Kejatuhan Sritex menjadi peringatan bagi pemerintah dan dunia usaha bahwa kebijakan yang lebih melindungi sektor industri dalam negeri sangat diperlukan.

Pemerintah diharapkan untuk segera mengevaluasi kebijakan terkait industri tekstil nasional, dengan langkah-langkah yang bisa mencakup peningkatan tarif Bea Masuk Tindakan Pengamanan (BMTP), insentif bagi produsen tekstil lokal, serta mendorong industri untuk beralih ke produksi bernilai tambah tinggi seperti tekstil teknis.

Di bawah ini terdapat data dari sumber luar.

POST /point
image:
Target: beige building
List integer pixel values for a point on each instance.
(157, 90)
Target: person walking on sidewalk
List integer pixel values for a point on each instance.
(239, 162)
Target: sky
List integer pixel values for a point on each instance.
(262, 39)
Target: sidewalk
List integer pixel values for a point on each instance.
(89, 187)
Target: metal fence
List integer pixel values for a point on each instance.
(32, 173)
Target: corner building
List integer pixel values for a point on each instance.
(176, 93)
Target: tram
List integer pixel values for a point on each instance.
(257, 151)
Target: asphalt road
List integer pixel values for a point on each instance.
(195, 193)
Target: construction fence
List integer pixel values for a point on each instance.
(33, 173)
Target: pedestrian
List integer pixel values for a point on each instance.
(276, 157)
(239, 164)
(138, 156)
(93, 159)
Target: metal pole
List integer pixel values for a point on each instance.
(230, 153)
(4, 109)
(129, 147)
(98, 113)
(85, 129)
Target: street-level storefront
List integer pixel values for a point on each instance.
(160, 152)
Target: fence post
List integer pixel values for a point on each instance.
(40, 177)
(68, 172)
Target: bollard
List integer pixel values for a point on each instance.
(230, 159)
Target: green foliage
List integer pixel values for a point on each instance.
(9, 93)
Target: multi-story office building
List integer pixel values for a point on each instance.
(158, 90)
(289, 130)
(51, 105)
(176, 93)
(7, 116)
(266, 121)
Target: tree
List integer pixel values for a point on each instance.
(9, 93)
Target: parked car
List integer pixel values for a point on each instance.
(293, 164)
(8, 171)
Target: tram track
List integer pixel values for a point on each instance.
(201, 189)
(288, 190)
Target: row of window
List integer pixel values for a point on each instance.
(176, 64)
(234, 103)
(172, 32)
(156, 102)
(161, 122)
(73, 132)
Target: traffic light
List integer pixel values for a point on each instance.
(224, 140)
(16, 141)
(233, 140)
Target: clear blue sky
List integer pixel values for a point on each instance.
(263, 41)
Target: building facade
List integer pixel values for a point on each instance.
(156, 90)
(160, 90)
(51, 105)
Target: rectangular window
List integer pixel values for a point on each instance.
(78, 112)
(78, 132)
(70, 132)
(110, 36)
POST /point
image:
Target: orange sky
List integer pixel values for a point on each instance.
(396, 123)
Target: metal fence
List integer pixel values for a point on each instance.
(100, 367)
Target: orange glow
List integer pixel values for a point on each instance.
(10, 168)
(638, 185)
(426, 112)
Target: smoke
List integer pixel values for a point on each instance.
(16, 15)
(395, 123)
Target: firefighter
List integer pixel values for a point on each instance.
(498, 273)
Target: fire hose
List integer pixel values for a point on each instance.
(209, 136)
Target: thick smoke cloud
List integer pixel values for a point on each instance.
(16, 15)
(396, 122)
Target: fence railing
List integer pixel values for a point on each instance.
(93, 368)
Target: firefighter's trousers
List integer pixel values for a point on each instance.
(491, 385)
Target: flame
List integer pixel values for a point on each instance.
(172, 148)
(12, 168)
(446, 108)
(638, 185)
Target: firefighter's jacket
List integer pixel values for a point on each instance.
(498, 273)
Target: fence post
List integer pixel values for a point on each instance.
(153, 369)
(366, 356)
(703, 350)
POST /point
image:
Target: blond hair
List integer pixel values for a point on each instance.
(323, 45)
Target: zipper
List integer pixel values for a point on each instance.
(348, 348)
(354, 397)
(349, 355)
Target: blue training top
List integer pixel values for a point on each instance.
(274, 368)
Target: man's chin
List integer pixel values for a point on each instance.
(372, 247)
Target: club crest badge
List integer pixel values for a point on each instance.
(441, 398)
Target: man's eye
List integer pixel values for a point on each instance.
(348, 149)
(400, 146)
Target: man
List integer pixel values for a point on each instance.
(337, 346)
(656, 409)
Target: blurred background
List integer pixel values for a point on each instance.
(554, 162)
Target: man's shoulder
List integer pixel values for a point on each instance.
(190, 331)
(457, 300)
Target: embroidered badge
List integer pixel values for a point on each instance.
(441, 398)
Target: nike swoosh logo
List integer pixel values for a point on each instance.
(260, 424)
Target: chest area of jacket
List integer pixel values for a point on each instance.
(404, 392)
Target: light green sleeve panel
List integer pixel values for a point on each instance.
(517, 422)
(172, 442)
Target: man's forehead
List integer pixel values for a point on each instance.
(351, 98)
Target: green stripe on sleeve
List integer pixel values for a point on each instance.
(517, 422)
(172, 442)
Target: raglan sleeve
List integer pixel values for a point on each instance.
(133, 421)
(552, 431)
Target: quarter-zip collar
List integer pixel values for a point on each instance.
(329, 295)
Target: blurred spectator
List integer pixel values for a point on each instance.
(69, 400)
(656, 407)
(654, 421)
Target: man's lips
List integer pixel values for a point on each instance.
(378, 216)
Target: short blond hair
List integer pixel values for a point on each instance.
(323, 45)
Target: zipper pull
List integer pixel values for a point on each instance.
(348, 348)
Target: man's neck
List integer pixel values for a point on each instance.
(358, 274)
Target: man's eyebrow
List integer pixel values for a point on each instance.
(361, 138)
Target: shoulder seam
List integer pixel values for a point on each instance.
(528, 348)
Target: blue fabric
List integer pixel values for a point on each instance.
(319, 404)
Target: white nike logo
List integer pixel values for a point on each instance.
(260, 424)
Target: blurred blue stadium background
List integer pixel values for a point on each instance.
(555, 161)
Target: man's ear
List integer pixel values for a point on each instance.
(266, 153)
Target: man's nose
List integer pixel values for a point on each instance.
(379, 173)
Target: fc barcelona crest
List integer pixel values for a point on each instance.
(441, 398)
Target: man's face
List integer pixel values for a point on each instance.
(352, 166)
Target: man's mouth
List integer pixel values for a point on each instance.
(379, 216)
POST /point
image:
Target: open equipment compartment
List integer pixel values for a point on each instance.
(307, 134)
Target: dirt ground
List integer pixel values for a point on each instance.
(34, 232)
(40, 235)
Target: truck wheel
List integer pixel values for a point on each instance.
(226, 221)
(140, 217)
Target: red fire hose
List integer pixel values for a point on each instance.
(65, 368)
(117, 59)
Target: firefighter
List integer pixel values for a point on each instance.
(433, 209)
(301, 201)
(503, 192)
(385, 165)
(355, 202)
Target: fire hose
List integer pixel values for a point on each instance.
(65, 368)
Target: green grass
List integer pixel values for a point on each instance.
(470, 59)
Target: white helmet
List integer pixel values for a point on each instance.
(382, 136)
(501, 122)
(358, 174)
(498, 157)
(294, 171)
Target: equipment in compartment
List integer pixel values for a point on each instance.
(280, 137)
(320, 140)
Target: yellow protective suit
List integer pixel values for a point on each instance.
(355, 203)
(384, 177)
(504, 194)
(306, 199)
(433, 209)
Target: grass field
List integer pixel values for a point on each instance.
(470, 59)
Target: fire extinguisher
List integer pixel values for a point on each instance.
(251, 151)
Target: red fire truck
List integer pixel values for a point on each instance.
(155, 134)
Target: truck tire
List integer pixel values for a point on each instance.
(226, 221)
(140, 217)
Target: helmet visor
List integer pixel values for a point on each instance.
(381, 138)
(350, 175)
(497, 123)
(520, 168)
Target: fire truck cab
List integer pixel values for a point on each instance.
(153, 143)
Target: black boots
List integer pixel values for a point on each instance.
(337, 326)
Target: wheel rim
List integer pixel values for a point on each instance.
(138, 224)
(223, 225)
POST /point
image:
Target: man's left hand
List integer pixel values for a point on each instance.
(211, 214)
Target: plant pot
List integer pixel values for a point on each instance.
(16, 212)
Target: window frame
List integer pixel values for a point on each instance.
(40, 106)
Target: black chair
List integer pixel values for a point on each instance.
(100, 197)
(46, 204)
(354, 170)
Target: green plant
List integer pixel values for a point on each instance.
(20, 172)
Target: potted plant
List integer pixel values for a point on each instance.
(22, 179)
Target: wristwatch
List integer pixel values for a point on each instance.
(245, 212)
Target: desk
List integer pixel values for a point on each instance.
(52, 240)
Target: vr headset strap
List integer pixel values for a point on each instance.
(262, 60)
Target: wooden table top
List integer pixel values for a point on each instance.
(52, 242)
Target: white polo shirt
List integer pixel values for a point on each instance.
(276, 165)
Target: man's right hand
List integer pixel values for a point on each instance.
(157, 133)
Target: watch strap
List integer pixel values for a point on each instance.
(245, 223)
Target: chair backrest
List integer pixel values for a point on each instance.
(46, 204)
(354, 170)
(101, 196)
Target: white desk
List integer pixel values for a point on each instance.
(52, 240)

Peristiwa ini meninggalkan pelajaran penting: tanpa strategi bisnis yang kokoh, manajemen risiko yang baik, dan kebijakan yang mendukung keberlanjutan industri, sektor manufaktur Indonesia akan terus menghadapi ancaman serupa.

Kejatuhan Sritex, yang pernah menjadi pahlawan industri tekstil Indonesia, harus menjadi refleksi bagi masa depan industri ini.

Sritex bukan hanya menutup pintu operasionalnya, namun juga membuka mata bagi pemerintah dan pelaku industri bahwa sektor manufaktur nasional, terutama tekstil, perlu kebijakan yang lebih mendalam dan perlindungan terhadap industri dalam negeri agar tidak tergerus oleh arus globalisasi.